By the time young Catholics reach university so many are ill-equipped to relate their faith to their lives
The synod on the family has begun in Rome and everyone who loves the Church and longs for her renewal is wondering how it will play out. No one doubts that traditional marriage and traditional families are in crisis; the question is, where and how to begin the “counter-Reformation”: does it lie in better marriage preparation, better liturgy, better general catechesis or better Catholic schools? The answer is probably that we need to tackle every aspect of the life of the Church; they all depend on each other.
These questions have come into my mind as I just read a very hopeful article from the US, in Catholic Education Daily, the online publication of the Cardinal Newman Society.
It reminded me that America is not just a country where someone like Donald Trump is a contender for the Republication nomination in the next presidential election, or where everyone, seemingly, is allowed to amass an arsenal of guns in their own home with no question asked. It is also a place where there are a small number of Catholic liberal arts colleges where students do not just learn about their faith as a discrete subject but where it underpins all aspects of college life.
In other words, if we want to see a renewed understanding of Catholic marriage we have to start with school and college as well as with couples or parents in the home. As the article by Kimberly Scharfenberger points out, a faithful Catholic college’s influence on its students can yield extraordinary fruits. Two religious Sisters, one from the Catholic University of America (CUA) and the other from the Franciscan University at Steubenville, both testify to how their college experience “helped form their spiritual lives and nourish their religious vocations.”
Sister Agnus Dei testified that her time at CUA was “pivotal in establishing me in my Catholic identity”. She mentioned other graduates who had become priests and sisters, while others had embraced “beautiful marriages” and large families. Sister Mary Louise, related how the many religious and priests around the campus at Steubenville helped her to understand “that such persons were normal and their lives could be attractive to average persons.”
These liberal arts colleges remind one how different it is in the UK, where almost all universities, including those in the Russell Group, are entirely secular and where it is only through a Catholic chaplaincy that Catholic students might be given the help to navigate their studies, their peer group and their milieu.
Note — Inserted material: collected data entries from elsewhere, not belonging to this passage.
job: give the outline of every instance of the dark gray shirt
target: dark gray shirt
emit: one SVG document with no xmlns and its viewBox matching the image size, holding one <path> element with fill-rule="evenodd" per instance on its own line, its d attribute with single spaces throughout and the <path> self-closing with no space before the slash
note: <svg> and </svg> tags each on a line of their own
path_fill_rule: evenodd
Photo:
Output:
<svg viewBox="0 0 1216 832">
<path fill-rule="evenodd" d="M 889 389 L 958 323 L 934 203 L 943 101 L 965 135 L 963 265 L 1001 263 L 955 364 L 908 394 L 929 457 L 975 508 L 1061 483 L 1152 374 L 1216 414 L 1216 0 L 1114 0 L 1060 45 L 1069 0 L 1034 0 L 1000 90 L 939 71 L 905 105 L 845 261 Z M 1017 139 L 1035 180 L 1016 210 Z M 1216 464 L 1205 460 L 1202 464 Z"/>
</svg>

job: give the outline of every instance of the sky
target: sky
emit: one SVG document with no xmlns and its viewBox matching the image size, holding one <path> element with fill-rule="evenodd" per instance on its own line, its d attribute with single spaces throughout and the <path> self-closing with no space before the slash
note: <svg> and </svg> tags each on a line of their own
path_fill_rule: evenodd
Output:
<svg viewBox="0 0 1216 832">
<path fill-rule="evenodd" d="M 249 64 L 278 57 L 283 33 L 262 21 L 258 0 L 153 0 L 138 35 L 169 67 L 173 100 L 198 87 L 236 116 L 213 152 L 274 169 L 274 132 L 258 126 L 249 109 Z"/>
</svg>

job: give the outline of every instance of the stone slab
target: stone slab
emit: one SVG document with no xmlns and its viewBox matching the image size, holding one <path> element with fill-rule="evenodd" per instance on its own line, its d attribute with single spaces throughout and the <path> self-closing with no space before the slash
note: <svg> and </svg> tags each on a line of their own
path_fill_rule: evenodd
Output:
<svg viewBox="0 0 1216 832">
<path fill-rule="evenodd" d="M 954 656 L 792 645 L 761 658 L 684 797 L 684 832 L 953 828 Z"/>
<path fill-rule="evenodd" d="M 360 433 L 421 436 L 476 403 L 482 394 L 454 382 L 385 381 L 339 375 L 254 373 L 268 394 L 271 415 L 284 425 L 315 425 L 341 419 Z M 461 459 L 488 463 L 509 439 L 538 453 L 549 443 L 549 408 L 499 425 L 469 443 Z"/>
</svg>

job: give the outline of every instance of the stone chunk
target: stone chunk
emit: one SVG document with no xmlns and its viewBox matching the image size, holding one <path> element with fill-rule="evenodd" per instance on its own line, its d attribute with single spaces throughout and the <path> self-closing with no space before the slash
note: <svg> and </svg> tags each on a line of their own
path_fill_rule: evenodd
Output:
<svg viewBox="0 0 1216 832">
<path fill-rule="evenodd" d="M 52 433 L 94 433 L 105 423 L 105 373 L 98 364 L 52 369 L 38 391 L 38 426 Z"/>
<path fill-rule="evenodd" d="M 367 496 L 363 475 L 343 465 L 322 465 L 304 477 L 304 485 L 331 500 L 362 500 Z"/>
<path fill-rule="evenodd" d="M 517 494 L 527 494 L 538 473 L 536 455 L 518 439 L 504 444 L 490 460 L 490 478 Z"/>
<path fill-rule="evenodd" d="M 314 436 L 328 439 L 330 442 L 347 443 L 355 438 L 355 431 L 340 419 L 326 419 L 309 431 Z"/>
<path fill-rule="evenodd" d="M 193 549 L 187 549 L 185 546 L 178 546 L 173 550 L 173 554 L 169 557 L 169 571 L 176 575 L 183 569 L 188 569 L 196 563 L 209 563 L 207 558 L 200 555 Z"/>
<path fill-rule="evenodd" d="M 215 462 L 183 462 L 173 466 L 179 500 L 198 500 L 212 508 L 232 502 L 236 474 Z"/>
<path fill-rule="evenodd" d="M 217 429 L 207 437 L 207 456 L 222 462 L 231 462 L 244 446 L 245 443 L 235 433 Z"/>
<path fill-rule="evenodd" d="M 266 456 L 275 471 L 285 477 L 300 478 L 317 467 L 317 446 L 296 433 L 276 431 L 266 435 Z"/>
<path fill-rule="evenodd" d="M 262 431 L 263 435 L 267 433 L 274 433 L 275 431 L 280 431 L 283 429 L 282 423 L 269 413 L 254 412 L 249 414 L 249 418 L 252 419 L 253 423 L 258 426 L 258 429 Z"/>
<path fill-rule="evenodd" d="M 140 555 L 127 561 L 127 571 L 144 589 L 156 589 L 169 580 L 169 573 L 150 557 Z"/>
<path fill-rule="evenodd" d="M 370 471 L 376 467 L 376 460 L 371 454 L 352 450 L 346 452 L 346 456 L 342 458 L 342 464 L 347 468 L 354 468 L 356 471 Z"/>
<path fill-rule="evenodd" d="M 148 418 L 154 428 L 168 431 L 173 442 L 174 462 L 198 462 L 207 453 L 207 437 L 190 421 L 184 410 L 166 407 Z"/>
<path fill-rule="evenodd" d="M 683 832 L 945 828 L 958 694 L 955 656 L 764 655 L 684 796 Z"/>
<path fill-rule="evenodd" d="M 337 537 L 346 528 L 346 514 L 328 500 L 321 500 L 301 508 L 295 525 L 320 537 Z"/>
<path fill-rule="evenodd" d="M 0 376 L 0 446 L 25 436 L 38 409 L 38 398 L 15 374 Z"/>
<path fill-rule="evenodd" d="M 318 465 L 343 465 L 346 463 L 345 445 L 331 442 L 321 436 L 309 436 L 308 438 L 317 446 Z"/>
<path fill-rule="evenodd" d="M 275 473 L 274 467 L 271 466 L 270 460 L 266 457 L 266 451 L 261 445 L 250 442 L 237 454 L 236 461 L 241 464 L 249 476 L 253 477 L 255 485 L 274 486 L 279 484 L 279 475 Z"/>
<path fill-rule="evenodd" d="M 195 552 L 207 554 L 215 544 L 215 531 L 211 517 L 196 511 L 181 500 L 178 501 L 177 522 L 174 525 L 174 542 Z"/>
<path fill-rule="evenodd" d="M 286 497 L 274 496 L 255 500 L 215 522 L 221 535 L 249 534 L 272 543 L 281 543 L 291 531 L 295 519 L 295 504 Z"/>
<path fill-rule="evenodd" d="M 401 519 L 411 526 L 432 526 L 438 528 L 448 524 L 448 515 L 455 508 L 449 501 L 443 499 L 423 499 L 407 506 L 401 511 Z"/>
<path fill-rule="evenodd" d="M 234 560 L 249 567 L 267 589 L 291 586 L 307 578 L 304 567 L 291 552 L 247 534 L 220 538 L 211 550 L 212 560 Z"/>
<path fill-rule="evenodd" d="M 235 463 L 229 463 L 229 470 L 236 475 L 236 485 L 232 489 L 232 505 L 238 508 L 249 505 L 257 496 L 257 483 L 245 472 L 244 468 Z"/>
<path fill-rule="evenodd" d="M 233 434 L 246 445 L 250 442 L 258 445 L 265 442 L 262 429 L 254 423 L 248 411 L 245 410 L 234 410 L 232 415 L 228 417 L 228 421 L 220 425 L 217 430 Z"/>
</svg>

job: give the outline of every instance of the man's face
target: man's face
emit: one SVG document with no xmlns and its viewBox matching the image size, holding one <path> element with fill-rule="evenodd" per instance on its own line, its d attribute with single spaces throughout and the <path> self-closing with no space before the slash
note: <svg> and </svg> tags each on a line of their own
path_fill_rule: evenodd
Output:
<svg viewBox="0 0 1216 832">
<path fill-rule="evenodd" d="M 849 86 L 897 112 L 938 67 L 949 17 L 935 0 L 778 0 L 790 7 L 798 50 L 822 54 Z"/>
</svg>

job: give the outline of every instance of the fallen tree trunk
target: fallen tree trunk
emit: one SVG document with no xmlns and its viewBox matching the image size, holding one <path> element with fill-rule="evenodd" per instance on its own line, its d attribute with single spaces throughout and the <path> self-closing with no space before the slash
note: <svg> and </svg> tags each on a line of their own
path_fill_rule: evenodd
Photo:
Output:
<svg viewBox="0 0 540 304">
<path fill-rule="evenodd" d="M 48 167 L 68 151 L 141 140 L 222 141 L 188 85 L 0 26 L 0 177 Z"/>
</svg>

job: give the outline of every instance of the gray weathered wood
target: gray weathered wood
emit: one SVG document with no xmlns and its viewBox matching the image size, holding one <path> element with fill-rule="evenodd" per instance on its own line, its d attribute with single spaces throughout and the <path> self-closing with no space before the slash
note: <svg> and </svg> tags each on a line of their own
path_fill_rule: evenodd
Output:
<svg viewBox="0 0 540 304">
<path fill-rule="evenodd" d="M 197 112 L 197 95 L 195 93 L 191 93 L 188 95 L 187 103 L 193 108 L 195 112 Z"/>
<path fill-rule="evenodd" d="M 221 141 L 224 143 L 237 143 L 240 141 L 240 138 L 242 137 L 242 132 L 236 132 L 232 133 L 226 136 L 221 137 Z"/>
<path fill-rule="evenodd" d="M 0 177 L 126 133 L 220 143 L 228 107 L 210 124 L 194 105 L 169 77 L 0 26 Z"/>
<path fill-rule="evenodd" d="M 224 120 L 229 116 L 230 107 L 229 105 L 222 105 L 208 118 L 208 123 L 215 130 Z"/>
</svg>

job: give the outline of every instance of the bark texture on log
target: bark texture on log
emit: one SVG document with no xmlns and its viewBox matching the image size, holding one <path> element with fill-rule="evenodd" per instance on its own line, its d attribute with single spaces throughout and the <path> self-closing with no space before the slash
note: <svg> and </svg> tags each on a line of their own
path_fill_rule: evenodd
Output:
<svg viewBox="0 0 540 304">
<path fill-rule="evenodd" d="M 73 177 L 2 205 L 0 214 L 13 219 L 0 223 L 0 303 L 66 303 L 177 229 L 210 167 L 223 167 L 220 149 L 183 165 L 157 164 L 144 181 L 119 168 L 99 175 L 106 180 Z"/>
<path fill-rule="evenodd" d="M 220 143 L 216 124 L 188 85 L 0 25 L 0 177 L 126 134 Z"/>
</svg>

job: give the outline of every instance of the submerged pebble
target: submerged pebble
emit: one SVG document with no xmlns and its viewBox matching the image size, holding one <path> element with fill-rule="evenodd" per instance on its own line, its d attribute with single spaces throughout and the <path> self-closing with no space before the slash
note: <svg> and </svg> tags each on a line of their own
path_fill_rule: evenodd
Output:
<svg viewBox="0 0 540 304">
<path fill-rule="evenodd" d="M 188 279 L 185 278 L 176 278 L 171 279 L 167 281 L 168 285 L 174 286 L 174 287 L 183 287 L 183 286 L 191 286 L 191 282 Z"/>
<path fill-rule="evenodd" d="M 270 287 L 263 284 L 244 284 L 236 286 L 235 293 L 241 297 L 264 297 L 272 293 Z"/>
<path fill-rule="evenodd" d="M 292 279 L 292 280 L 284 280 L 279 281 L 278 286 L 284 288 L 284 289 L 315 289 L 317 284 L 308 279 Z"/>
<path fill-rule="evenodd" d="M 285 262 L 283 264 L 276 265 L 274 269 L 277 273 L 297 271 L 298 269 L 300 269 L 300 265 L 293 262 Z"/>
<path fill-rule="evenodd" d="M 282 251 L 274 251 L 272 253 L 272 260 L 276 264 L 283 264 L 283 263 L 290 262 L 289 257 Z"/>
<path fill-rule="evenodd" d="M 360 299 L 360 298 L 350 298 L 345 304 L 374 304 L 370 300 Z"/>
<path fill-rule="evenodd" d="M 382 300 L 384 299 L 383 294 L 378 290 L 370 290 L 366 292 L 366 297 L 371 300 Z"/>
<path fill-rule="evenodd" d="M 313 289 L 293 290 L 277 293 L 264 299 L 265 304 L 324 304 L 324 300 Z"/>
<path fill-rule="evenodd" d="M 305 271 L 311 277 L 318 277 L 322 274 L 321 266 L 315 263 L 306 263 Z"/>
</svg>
The idea of a liberal arts college is to educate the whole person and, as the article explains, “to put one in touch with the deepest truths of the human person through philosophy, humanities, theology and the arts.”
This flourishing of Catholic life on the campus in the US would have gladdened the heart of Cardinal Newman whose own views on education lie behind the Society bearing his name that provides American would-be students with information regarding the faithful Catholic life of a so-called Catholic college. Paul Shrimpton’s excellent book, The Making of Men, which I blogged about last year, shows how Newman regarded Catholic higher education as a comprehensive undertaking: the faith underpinning and illuminating each faculty.
In all the years of my own Catholic education – convent schools from the age of five to eighteen – I had never come across this way of looking at faith. The subjects we studied were never shown in relation to each other and never presented as different aspects of educating “the whole person”. No wonder so many young Catholics today are ill-equipped by the time they reach university, unable to relate their faith to their lives or to their studies.
Ryan NS Topping, an influential American Catholic writer on education and a fellow of Thomas More College of Liberal Arts, in his book, The Case for Catholic Education, presents another aspect, focusing on lower down the educational ladder: at primary and secondary school. He suggests that “what has been lost from view even within Catholic schools is a sense of the unifying vision of a liberal education” ie. helping pupils to define what it means to lead “a good life”. He is highly critical of much modern Catholic education in the US, which is “soft on doctrine, rich in psychology and high on tolerance.”
Topping’s book, published by Angelico Press and well worth reflecting on, reminds one that part of the reason Pope Francis has called this synod is because so many young couples are poorly instructed in the seriousness of the sacrament of marriage. And this, as Topping would suggest, is because “we have failed to teach the faith to children in school” – and to tell them that there is objective moral truth rather than mere “opinion”.